A Critical Play of Inhuman Conditions
When it was first conceived, the Turing test was called “the imitation game”, and Tommy Maranges and Cory O’Brien have taken that idea and run with it. Except, in their game Inhuman Conditions (FTWinston’s online version “Robot Interrogation”) the game is not imitation, but improvisation.
The game plays out in a familiarly convoluted fashion: it’s a mafia-esque social deduction game. If you’re the kind of player who loves using logic and reasoning to read your friends, you’re this game’s audience!
But what sets the game apart is its dedication to roleplay. In “Inhuman Conditions”, you and a friend play as an Investigator and a Suspect, who’s either a human or secretly a robot. In each of the three rounds, Maranges and O’Brien have crafted setpieces (and a broad, but quite adaptable game world) to bring out your natural chemistry.
The details of the gameplay get complicated fast, but to summarize: the Investigator (and Human Suspect) wants to find the truth, and the Robot Suspect wants to fool the Investigator. The main element is the 5 minute Interrogation, where the Investigator riffs off of prompts for the Suspect to complete, from simple problem-solving to moral dilemmas.
Effectively, the formal element of Procedure is passed on to the Inspector for this whole 5 minutes! Witty examples are offered for the Interrogation, but the game is much more entertaining when an Investigator can build from the last line of dialogue rather than using the canned prompts.
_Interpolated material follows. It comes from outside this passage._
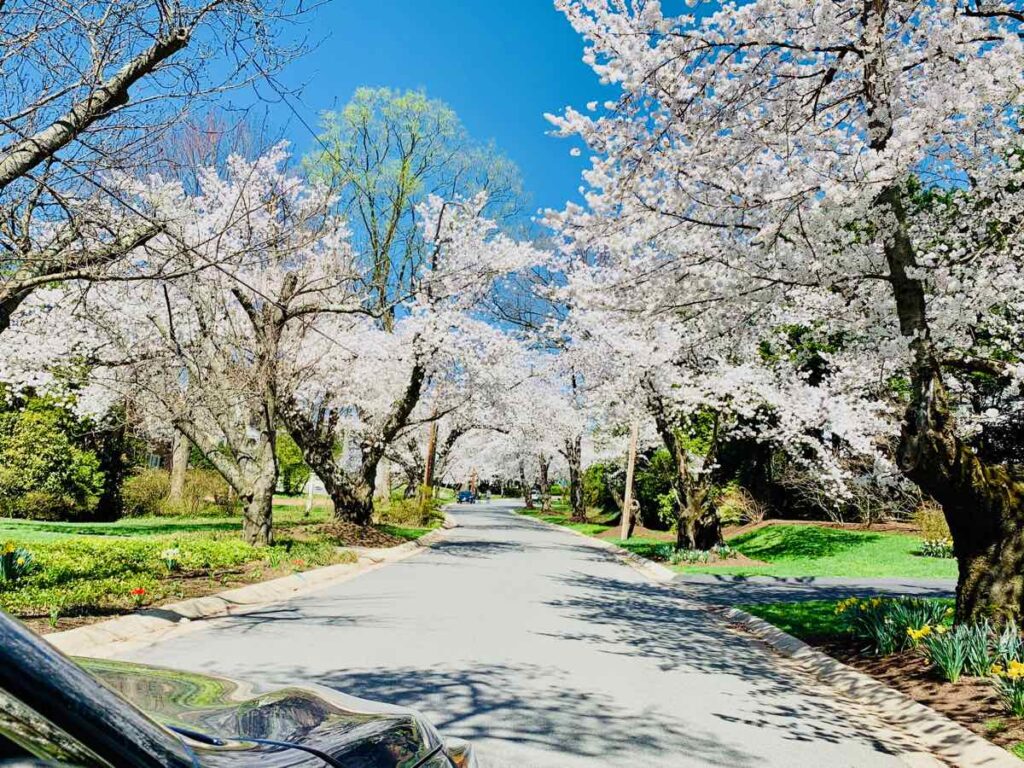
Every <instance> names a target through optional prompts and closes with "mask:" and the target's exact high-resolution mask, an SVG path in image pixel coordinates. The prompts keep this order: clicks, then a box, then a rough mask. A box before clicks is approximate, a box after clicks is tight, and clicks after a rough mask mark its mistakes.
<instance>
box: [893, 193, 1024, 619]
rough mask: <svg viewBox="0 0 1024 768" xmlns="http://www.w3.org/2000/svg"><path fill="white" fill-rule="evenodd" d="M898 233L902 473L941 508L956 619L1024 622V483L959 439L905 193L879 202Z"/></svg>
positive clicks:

The real fun comes in the Penalty that a robot must perform. This rule is what makes the game unique: a malfunctioning robot has to say “yes” to performing the penalty!
Even moreso than other social deduction games, how much fun you have with “Inhuman Conditions” depends on how much fun your friend is (which, like improv varies with each minute). It can sometimes be a drag to get answers out of a Suspect who’s having trouble inventing on the fly or an Investigator who won’t follow up on questions. Still, the game thrives off of those spontaneous, surprising, and deeply satisfying moments where an unexpected twist launches you into a natural narrative flow.
To improve: play more with the status of the two players in the prompts and penalities. Some of the most delightful improvised moments came from how the Investigator and Suspect played with the power dynamic. And yet, the material provided is already rich enough to get two good friends laughing together. Inhuman Conditions, while a social deduction game, leans less into the deduction and more into the social. It’s really just a creative set of improv rules to invite you and your friend’s to play with your dynamic in a new and unexpected environment.